The problem: They are often very local in the mountains and often are not exactly predictable. So even with the most careful tour planning and steady weather observation, it can not be ruled out that you will end up in a thunderstorm.
The following rules of conduct should be taken into account in order to prevent an “in-thunderstorm coming” or to keep the dangers as low as possible in the case of the cases:
- During the tour a regular weather observation is important. In particular, between May and August, the thunderstorm is greatest and there is a high tendency to afternoon heat storms. In case of unsafe weather conditions already during the preparation for the trip you should plan a possible shelter (pastures, huts …) or emergency descent and start the tour as early as possible.

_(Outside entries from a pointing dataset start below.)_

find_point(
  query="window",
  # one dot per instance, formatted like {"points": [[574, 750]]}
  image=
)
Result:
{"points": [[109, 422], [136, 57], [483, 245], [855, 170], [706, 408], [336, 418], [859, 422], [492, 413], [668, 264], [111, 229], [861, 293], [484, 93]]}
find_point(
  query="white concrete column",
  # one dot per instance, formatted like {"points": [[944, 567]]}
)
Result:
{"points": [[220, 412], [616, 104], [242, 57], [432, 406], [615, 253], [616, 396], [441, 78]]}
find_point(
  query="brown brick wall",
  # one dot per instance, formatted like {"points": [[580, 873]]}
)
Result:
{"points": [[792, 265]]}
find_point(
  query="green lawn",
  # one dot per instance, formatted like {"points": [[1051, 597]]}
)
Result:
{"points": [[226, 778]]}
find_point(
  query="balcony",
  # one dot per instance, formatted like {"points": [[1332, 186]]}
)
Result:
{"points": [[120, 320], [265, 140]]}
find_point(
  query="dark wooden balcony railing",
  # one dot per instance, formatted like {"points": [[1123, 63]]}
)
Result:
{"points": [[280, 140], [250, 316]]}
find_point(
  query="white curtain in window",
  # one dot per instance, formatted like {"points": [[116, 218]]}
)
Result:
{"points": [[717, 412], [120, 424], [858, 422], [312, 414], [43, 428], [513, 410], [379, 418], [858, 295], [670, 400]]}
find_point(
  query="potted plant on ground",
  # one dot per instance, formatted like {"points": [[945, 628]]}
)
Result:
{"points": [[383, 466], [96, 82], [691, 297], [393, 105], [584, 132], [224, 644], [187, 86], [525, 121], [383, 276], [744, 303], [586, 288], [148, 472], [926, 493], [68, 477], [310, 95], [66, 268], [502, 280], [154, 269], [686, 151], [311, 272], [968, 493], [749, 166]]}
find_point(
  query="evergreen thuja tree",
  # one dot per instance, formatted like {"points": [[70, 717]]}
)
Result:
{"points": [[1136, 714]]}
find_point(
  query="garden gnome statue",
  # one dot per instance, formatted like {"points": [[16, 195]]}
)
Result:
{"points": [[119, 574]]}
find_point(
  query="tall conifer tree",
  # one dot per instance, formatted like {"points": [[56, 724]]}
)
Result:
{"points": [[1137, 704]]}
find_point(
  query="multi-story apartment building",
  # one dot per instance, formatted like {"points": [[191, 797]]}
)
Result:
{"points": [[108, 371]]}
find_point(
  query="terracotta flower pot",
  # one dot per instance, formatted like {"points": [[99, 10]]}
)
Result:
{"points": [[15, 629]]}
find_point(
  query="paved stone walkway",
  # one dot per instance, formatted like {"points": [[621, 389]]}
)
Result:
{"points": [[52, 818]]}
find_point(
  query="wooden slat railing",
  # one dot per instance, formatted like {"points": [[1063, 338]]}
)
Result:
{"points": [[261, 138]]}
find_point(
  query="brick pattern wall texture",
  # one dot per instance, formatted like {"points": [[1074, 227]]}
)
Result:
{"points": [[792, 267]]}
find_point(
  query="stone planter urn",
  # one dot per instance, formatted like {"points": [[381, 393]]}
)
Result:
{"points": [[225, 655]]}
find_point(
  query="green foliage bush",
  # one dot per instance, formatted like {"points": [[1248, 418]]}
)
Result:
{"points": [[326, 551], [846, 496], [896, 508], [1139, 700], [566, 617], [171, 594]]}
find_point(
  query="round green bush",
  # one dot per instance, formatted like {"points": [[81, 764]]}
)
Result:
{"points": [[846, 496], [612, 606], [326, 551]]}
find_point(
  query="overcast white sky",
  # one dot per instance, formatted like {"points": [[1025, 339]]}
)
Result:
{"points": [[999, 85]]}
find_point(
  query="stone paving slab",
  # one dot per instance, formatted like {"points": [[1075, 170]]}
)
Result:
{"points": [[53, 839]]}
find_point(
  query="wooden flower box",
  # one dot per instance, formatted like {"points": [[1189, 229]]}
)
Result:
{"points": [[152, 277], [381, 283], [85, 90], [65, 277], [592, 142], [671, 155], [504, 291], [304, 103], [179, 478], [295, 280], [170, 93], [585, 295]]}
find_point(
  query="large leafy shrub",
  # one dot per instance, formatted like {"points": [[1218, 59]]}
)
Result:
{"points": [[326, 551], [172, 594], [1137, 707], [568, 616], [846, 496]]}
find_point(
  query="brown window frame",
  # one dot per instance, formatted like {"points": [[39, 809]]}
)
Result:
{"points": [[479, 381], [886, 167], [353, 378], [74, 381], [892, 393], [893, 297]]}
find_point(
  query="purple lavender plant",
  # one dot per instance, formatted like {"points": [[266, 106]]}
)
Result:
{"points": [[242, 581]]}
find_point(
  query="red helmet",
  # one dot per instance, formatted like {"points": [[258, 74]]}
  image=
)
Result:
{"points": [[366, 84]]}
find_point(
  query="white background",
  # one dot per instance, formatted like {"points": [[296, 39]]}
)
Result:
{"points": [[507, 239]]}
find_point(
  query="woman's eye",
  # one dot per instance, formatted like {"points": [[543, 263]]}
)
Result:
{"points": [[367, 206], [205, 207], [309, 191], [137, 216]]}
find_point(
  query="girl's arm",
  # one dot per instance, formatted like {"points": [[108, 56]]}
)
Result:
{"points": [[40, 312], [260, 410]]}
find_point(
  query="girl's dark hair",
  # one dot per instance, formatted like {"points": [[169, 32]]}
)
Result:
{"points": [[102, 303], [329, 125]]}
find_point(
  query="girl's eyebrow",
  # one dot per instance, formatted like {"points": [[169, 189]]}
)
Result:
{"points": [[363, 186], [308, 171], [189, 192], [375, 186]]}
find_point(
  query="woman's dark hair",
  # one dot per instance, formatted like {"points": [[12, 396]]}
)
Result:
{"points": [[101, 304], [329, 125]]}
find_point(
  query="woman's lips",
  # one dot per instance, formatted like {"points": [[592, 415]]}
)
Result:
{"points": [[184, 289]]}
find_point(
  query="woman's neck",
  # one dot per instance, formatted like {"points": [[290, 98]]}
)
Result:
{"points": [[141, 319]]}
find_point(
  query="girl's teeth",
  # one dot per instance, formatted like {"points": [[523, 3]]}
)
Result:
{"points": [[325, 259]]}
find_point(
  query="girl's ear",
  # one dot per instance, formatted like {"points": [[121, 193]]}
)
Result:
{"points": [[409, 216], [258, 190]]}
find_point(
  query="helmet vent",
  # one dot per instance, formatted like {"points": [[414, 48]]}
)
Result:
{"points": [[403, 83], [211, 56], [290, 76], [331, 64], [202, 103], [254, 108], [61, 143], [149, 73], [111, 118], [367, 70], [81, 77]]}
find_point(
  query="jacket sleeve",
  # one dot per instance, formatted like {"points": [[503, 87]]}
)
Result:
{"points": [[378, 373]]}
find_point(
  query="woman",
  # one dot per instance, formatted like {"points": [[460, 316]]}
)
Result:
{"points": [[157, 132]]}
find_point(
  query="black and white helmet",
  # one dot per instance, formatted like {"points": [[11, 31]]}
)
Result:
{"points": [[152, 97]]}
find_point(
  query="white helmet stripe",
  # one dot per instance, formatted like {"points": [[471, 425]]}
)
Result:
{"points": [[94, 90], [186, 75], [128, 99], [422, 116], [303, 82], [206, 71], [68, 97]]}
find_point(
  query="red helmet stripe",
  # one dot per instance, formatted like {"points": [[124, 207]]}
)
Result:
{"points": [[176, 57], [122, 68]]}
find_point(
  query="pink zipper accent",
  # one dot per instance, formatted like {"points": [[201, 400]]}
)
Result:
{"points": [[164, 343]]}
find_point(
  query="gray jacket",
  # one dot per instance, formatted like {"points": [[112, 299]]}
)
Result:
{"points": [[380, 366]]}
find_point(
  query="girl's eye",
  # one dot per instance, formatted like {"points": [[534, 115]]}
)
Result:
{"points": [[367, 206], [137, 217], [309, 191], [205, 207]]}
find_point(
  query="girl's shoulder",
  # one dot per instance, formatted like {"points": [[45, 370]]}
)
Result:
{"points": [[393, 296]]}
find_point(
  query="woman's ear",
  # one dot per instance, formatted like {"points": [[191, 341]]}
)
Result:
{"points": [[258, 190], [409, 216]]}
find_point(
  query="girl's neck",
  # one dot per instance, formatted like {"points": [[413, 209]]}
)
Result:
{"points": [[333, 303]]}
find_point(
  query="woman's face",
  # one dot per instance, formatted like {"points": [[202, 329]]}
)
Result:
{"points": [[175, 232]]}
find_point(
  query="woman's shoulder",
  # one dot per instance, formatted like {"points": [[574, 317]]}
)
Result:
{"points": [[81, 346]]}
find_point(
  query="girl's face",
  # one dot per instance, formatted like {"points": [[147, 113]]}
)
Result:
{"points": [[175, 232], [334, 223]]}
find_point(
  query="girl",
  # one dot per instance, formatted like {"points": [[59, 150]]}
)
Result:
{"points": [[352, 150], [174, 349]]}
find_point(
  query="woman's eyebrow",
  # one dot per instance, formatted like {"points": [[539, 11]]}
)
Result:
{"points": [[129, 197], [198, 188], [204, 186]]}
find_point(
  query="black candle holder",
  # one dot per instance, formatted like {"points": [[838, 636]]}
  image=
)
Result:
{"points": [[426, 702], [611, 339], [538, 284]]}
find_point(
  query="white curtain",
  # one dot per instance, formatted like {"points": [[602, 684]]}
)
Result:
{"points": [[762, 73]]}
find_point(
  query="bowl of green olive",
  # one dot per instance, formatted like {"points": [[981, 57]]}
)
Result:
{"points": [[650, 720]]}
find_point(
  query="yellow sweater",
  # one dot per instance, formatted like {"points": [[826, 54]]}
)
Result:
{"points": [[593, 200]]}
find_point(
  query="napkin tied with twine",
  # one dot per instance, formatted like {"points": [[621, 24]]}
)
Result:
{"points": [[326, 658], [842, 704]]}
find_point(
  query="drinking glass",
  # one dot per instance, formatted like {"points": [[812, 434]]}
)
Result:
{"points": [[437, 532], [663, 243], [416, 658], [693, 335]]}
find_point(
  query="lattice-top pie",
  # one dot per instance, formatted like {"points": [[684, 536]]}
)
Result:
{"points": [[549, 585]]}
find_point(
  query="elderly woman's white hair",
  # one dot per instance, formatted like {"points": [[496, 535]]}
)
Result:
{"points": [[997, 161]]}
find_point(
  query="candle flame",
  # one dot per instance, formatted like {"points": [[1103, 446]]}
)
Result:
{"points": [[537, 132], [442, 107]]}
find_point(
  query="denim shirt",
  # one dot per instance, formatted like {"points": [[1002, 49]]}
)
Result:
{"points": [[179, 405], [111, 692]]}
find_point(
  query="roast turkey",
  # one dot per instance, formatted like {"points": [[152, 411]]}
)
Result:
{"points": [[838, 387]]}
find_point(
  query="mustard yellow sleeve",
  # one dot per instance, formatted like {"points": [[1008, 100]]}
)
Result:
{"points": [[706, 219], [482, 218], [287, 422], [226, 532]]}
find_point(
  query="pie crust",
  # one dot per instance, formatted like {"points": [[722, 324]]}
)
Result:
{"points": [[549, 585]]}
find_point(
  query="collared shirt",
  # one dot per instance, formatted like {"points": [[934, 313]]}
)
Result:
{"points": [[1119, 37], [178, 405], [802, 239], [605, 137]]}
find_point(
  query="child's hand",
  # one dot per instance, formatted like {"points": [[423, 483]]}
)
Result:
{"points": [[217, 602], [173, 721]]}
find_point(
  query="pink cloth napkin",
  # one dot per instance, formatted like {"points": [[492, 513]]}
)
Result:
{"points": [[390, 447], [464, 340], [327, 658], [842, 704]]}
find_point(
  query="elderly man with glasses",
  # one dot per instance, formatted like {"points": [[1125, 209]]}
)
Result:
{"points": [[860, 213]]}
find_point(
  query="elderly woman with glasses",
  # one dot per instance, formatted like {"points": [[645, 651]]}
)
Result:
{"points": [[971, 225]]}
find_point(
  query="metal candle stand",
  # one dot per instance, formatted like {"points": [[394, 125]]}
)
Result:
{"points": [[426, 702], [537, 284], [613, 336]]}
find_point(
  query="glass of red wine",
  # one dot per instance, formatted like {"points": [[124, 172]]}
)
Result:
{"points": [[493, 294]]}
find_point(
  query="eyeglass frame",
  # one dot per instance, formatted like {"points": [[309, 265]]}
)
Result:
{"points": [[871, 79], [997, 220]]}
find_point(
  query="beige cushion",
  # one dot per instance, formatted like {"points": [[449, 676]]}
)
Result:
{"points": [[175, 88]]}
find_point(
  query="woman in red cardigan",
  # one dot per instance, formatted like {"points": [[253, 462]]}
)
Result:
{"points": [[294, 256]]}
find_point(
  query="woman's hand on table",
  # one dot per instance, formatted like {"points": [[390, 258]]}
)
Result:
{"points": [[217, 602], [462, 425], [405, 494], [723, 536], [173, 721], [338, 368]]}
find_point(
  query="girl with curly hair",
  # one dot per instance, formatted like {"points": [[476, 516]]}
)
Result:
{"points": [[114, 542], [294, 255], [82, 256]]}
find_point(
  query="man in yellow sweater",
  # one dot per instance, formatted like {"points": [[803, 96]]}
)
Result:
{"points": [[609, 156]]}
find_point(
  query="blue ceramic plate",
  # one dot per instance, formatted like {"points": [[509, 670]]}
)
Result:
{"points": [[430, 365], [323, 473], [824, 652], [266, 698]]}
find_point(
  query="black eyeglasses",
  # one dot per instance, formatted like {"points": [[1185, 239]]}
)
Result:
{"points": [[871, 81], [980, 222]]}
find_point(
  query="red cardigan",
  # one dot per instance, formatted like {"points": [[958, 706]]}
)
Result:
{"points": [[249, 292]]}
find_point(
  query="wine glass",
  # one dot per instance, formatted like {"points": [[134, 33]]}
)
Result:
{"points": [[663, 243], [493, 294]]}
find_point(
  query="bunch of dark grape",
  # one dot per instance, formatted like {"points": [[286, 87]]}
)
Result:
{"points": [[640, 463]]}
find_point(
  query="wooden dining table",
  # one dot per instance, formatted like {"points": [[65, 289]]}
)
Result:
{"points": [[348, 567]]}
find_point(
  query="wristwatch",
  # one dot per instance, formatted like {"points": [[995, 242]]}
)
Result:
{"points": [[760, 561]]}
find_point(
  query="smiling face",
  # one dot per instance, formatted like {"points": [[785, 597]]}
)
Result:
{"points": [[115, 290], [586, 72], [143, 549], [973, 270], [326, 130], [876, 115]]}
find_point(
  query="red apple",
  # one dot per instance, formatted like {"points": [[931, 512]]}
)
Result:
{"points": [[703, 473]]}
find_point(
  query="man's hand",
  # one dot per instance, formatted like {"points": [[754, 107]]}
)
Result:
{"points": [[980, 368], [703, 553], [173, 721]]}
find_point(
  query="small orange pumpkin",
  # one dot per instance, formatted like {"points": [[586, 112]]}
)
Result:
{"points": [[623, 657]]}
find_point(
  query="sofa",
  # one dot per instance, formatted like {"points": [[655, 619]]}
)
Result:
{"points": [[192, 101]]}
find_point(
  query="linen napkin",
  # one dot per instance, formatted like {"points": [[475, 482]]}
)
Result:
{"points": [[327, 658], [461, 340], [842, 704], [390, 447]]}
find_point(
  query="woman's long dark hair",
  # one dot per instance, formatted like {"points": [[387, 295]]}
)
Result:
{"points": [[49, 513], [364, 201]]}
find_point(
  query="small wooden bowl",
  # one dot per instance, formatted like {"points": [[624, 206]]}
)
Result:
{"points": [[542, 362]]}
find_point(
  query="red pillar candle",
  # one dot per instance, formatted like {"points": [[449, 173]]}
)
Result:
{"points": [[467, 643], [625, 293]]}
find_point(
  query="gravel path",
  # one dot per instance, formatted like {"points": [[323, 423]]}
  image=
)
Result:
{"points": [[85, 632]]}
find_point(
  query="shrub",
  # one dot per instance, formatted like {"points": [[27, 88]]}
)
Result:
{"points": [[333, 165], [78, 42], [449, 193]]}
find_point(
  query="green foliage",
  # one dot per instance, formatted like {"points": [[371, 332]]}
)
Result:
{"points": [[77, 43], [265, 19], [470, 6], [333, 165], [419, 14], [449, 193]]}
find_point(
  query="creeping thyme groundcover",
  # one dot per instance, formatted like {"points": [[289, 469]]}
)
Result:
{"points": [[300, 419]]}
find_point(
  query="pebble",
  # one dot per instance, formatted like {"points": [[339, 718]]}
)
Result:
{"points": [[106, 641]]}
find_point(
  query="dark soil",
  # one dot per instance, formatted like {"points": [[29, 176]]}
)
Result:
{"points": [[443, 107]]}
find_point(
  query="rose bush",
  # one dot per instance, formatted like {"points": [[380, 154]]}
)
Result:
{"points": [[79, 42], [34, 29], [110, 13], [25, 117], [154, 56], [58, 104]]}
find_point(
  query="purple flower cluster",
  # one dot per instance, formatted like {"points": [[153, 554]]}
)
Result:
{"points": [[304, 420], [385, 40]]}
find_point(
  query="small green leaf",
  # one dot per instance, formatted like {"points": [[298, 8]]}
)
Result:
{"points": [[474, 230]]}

- If during the tour but after a thunderstorm approaches, you should not seek out some seem at first glance to be “useful” sites for protection – unsafe are forest edges, niches in / below free-standing boulders or free-standing trees. In this context, the proverb: “Oaks you should go soft, Buchen best you seek!” Not apply.A tent is not a safe place to stay during a thunderstorm.It is better to stay in the middle of the forest or in hollows of open mountain meadows. First choice, if possible: a shelter, if possible with sufficient lightning protection system.
- In addition, keep away from all water-bearing areas in the event of a thunderstorm. In addition, deposit all metal equipment such as ice axes and crampons with sufficient distance. And: Get out of rope-insured climbs!
- Important: During a thunderstorm the distance between the tour partners should be increased.
- If it is very thick and the thunderstorm is really above an outdoor, it is advisable to take a protective position: For this one crouches with closed and tightened legs best on an insulating pad (such as a dry backpack or a climbing rope). The less contact surface to the ground, the lower the risk of so-called leakage currents.
The most important, no matter what happens: keep calm!